The number of vacancies slumped 38 per cent in the last three months of 2002 according to the CWJobs UK Quarterly Regional IT Skills Index.
Yep, less vacancies.
It seems the dip has put an end to hopes for an early recovery in the IT jobs markets, especially after earlier figures suggested that the rate of decline was slowing down.
It sounds like people began filling the available positions.

It reads to me like a comment on the appalling conditions as regards employment in the IT sector.

Vacancies, is an indicator of the number of jobs available
Decline in vacancies, suggests fewer jobs than before

Rate of decline slowing down, implies that the curve is not plunging downward anymore but is attemtpting to flatten out. In job terms, the number of available jobs decreased steadily from 10 to 8 to 6 to 4 and then tremulously clung on at 4 for a bit longer, before plunging further to 2. That brief plateau at 4 does not mean they were hiring more people; they stopped firing and closing out previously existing positions.
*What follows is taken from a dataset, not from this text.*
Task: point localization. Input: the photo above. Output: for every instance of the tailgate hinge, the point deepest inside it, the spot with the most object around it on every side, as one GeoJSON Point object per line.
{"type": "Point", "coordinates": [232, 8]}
The article doesn't specify which aspect of IT the statistics pertain to, but one other reason for the bloodbath in the IT sector, apart from the dot com bust, is that, an increasing number of corporations are outsourcing back office work, with a resulting decline in ITES(IT Enabled Services) jobs. NJ has already passed some kind of regulation to prevent this from escalating any further, I am told.